Cidades

Ipatinga quer casa de apoio à mulher vítima de violência

Segundo dados apresentados na audiência, aproximadamente 65% das mulheres já sofreram algum tipo de violência   (Crédito: Willian Dias/ALMG)

 

IPATINGA – A presidente do Conselho Municipal da Mulher de Ipatinga, Elmina Ferreira, apresentou um dado alarmante aos deputados da Comissão Especial da Violência contra Mulher da Assembleia Legislativa de Minas Gerais: a instituição recebe, todos os meses, cerca de 50 denúncias de agressão contra mulheres.

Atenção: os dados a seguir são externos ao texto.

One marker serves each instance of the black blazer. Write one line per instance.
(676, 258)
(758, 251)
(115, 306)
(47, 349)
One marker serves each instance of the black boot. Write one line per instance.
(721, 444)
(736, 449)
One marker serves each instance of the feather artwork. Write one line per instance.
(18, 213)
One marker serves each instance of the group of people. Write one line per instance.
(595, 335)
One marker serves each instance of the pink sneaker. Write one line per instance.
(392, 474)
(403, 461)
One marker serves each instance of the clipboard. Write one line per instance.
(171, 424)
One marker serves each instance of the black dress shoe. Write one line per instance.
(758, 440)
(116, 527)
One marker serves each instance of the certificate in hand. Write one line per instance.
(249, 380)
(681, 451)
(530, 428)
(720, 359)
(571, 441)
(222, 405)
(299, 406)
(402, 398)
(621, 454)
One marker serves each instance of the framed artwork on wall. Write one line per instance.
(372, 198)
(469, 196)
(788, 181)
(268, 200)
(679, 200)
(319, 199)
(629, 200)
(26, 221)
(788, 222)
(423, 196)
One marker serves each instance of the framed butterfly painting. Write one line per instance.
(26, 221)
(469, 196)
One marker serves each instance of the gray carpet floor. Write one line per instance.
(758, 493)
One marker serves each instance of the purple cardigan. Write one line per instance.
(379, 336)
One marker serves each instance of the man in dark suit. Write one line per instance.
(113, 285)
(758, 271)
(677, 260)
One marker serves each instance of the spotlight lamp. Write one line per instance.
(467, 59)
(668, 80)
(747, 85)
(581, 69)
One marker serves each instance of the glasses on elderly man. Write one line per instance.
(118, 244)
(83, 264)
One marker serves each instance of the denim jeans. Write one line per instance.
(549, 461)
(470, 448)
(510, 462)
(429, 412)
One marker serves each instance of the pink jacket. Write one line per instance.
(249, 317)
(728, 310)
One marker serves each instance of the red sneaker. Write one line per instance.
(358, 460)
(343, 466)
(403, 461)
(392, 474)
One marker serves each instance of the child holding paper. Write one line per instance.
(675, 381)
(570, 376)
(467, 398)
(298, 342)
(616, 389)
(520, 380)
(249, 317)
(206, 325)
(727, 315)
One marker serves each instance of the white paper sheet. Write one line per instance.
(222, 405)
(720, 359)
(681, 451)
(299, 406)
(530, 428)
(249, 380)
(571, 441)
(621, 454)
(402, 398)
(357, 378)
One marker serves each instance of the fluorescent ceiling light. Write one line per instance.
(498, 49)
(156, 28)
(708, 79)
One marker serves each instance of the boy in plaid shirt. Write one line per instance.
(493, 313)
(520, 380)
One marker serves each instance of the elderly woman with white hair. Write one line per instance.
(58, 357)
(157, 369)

O número, para ela, ainda é muito inferior à realidade, tendo em vista que as mulheres têm medo de procurar o conselho e a Delegacia Especializada de Atendimento à Mulher, Idoso e Criança, que existe na cidade. As denúncias foram feitas na audiência pública da comissão, realizada nesta segunda-feira (28), na Câmara Municipal de Ipatinga, com o objetivo de contextualizar a realidade da violência contra a mulher na região.
Elmina contou que o desafio é criar uma equipe especializada para atender as vítimas e uma casa de apoio que preste assistência a essas mulheres na cidade. Ela fez uma cobrança às autoridades que participaram da reunião, que é preciso tirar do papel as políticas públicas que defendem os interesses das mulheres.
A delegada da Delegacia Especializada de Atendimento à Mulher, Idoso e Criança de Ipatinga, Lívia Athaíde Oliveira, lembrou que a violência não escolhe classe social, religião ou raça. Segundo ela, aproximadamente 65% das mulheres já sofreram algum tipo de violência, seja física, moral, psicológica ou patrimonial na região. Ela lamentou que a delegacia ainda é carente de servidores e, por isso, muito casos ficam escondidos por falta de atendimento. A delegada explicou que a mulher não permanece na situação de violência porque quer, mas por fatores que a inibem, tais como financeiros e sociais. “Muitas nos procuram querendo medidas protetiva e não penais, por entenderem que os agressores são trabalhadores, pais dos seus filhos e não devem ser presos”, disse.
Ainda em sua participação, Lívia Athaíde pediu apoio do poder público para que seja criada uma equipe específica de atendimento à mulher vítima de violência no Vale do Aço, assim como uma casa de apoio que trabalhe em conjunto com o sistema de saúde e o Poder Judiciário.

ESTRUTURA DEFICITÁRIA
O promotor de Justiça da comarca de Ipatinga, Samuel Saraiva Cavalcanti, disse que é preciso haver uma conscientização das mulheres para importância das denúncias de agressão, já que a maior parte delas ocorre nas residências. Ele reforçou que a região é carente em termos de profissionais especializados e, por isso, o atendimento é deficitário. “O Poder Judiciário precisa de uma Vara Criminal específica para tratar da violência doméstica. Infelizmente, nossa estrutura para este tipo de atendimento ainda deixa muito a desejar”, lamentou.

Comissão representa avanço, diz deputada
Ipatinga
– A deputada Rosângela Reis (PV), autora do requerimento que pediu a reunião, destacou que a comissão representa um avanço no trabalho de diagnóstico da situação da violência contra a mulher em Minas. Para ela, as ocorrências são muitas e o maior número dos casos acontecem dentro de casa e são camuflados pelo medo. “Temos o exemplo recente de uma arquiteta que morreu em Ipatinga vítima de violência do ex-marido”, disse.
A deputada apresentou três requerimentos solicitando providências sobre a violência contra a mulher. O primeiro pede ao Tribunal de Justiça do Estado, agilidade na instalação de uma Vara Criminal Especializada para atender casos de violência contra a mulher no Vale do Aço. O segundo solicita ao delegado regional da Polícia Civil, Gilberto Simão de Melo, e ao comandante da Polícia Militar, cel. Geraldo Guimarães, informações sobre dados estatísticos referentes à violência doméstica e familiar contra a mulher no Vale do Aço. O último pede ao secretário de Defesa Social, Rômulo Ferraz, ao secretário de Desenvolvimento Social, Cássio Soares, informações sobre os valores de recursos investidos pelo Estado em ações de enfrentamento à violência doméstica e familiar em Minas e no Vale do Aço.

 
                                                                          DADOS ALARMANTES
De acordo com estudo da Universidade Federal de Minas Gerais (UFMG), a cada quatro minutos uma mulher é agredida por uma pessoa com quem ela tem relação de afeto. Números da CPMI do Congresso Nacional mostram que cerca de quatro mil mulheres são assassinadas por ano no Brasil. Em Minas, segundo o Ministério da Justiça, quatro mulheres são mortas a cada grupo de 100 mil, e, em Belo Horizonte, 98% das ocorrências de lesões sequer se transformam em registro de agressões.